Whether you want to assess a candidate's ability to manage a heavy workload, deal with stress or conflicts in the workplace, or how they may go about achieving a career goal, you should be asking situational questions.
6) What kind of challenge are you looking for in your next role?
Candidates that possess a thirst for self-development will be a valuable asset to any business, so figuring out what kind of challenges they want to get their teeth stuck into is key to making the most of the telephone interview stage.
Whether they want to be intellectually challenged with new software systems or processes, or they want to take on more project leadership roles, you'll understand what they are looking for in a new job and whether this aligns with what you're able to offer them. It will also determine whether they will be a good fit in your workplace. A candidate who wishes to be able to take on more solo tasks may not go along with a very teamwork-based company culture.
7) What sort of working situation are you looking for?
In today's post-pandemic climate, this question is a must. Some people are very specific about how they want to work from now on and it's crucial to be transparent about whether or not you offer flexi-working, remote working, or office working.
It may even be worth delving into why they prefer a certain working situation. If they prefer the self-autonomy that comes with remote working, you know that they are an independent and self-motivated employee. However, if they prefer being in an office, they may indicate that they thrive best when receiving regular feedback and positive affirmations around their work.
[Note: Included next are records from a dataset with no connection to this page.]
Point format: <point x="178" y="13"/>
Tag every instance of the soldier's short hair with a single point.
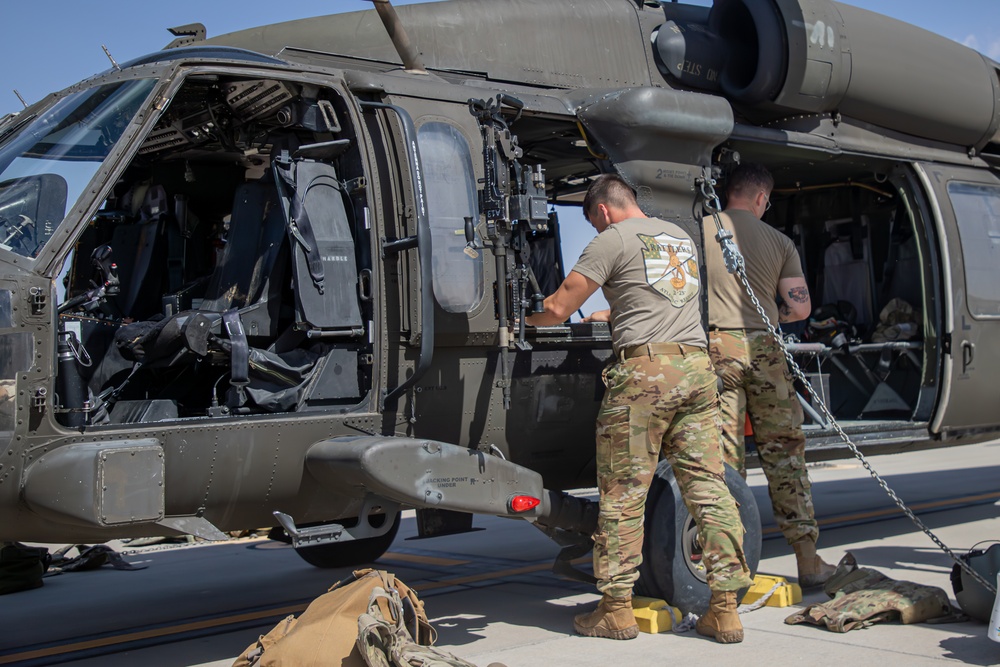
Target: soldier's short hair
<point x="749" y="177"/>
<point x="610" y="190"/>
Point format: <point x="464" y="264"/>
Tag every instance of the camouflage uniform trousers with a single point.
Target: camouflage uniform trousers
<point x="668" y="403"/>
<point x="756" y="379"/>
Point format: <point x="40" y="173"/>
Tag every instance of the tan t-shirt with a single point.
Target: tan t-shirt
<point x="648" y="270"/>
<point x="769" y="256"/>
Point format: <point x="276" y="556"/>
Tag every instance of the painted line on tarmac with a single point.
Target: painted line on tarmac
<point x="157" y="635"/>
<point x="894" y="512"/>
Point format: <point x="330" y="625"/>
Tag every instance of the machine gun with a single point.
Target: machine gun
<point x="512" y="205"/>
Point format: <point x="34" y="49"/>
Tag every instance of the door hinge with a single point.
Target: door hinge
<point x="37" y="295"/>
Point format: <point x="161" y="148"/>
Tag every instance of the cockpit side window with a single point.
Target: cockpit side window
<point x="451" y="197"/>
<point x="977" y="211"/>
<point x="47" y="164"/>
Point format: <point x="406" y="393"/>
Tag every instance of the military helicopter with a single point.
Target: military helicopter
<point x="281" y="275"/>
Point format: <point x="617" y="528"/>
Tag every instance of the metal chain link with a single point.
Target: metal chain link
<point x="739" y="268"/>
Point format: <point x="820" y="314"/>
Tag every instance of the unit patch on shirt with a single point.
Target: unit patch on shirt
<point x="671" y="267"/>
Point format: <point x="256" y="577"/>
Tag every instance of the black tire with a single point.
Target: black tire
<point x="353" y="552"/>
<point x="671" y="567"/>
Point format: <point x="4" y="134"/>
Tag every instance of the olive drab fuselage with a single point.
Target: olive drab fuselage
<point x="275" y="271"/>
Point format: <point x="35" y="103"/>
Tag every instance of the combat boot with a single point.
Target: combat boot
<point x="722" y="621"/>
<point x="813" y="570"/>
<point x="613" y="619"/>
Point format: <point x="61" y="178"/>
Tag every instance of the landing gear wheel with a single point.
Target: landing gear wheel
<point x="353" y="552"/>
<point x="672" y="567"/>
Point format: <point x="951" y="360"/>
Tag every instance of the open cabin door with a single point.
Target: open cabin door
<point x="967" y="216"/>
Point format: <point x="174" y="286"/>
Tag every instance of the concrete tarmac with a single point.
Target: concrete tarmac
<point x="492" y="597"/>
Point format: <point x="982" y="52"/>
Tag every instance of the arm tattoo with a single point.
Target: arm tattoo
<point x="799" y="294"/>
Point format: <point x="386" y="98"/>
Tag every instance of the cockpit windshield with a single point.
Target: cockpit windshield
<point x="50" y="156"/>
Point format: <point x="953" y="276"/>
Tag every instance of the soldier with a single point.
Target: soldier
<point x="754" y="372"/>
<point x="661" y="396"/>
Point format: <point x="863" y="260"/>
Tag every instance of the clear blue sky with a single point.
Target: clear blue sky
<point x="50" y="44"/>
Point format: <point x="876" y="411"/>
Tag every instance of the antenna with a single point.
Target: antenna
<point x="397" y="33"/>
<point x="111" y="58"/>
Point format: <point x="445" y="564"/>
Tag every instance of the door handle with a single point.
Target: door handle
<point x="968" y="353"/>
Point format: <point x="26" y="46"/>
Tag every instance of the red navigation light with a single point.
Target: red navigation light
<point x="520" y="504"/>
8) What are your salary expectations?
Asking the candidate what their salary expectations are as soon as you can will outline if you're both on the same page and whether or not this role will work for them. So, if you can get this out the way early on, you can avoid a lot of wasted time, effort, and hopeful expectations.
Plus, by finding out what a candidate expects financially shows in terms of their salary range will show how much value the candidate puts on their own skills and experiences.
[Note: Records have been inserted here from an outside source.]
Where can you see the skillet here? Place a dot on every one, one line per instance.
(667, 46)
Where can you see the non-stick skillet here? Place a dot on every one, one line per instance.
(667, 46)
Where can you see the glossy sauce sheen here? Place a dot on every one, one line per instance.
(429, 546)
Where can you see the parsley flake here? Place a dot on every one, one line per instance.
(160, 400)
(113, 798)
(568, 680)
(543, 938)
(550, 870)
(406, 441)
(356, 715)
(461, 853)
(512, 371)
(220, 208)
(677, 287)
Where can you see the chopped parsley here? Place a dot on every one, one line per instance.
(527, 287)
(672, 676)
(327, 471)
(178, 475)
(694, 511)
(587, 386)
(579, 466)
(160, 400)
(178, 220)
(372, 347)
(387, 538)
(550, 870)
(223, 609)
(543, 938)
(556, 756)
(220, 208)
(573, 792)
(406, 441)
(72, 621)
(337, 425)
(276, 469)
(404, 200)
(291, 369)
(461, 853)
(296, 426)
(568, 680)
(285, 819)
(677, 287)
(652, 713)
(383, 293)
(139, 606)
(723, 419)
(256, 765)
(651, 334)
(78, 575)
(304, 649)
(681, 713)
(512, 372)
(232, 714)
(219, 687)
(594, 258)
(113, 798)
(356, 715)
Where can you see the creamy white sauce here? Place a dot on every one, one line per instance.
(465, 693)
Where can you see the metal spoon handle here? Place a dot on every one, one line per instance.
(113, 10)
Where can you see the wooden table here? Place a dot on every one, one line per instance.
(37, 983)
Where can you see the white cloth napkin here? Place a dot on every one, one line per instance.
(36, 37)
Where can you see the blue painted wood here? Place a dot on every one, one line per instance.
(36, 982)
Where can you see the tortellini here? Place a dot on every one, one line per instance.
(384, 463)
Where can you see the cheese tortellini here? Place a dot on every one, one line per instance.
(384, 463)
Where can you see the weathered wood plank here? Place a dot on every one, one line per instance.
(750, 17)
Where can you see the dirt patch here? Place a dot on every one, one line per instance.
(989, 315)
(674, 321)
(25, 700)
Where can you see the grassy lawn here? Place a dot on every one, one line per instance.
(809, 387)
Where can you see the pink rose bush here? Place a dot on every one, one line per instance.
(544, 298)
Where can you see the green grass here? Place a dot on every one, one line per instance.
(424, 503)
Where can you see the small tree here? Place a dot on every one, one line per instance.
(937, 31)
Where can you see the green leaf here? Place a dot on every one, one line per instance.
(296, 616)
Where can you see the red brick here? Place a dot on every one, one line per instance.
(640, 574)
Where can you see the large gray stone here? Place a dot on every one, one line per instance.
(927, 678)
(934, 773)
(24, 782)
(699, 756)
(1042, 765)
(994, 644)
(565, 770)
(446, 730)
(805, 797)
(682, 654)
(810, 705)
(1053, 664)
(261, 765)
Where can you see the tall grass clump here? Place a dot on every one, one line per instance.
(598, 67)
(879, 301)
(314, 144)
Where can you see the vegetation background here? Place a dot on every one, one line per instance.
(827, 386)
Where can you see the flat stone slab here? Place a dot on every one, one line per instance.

9) What is your notice period?
The question can also act as a screening step for many candidates. If you are looking to fill your open vacancy pretty sharpish, it's worth knowing who is available sooner and who may not be able to start for another month or so.
Of course, if you find the ideal candidate, don't let that dissuade you from bringing them in for another interview. They might be worth the wait, or they may be willing to leave their current role quicker for the right role.
10) Do you have any questions?
An enthusiastic and interested candidate will always have a few questions jotted down for the end of the interview. If they don't, this could be a bit of a red flag that they either didn't prepare beforehand or they are just not that interested in the role.
Plus, this is a really important step in the interviewing process for the candidates. This question gives them the chance to figure out whether or not this role is for them. It may be that your role is not what they are looking for.
Interviewing can be a time-consuming and demanding task, so any method which makes your hiring process easier and quicker is one worth considering. A successful telephone interview takes less than 15 minutes and should give you a clear first impression of which prospective candidates are strongest for the role and should therefore be invited in for an in-person interview.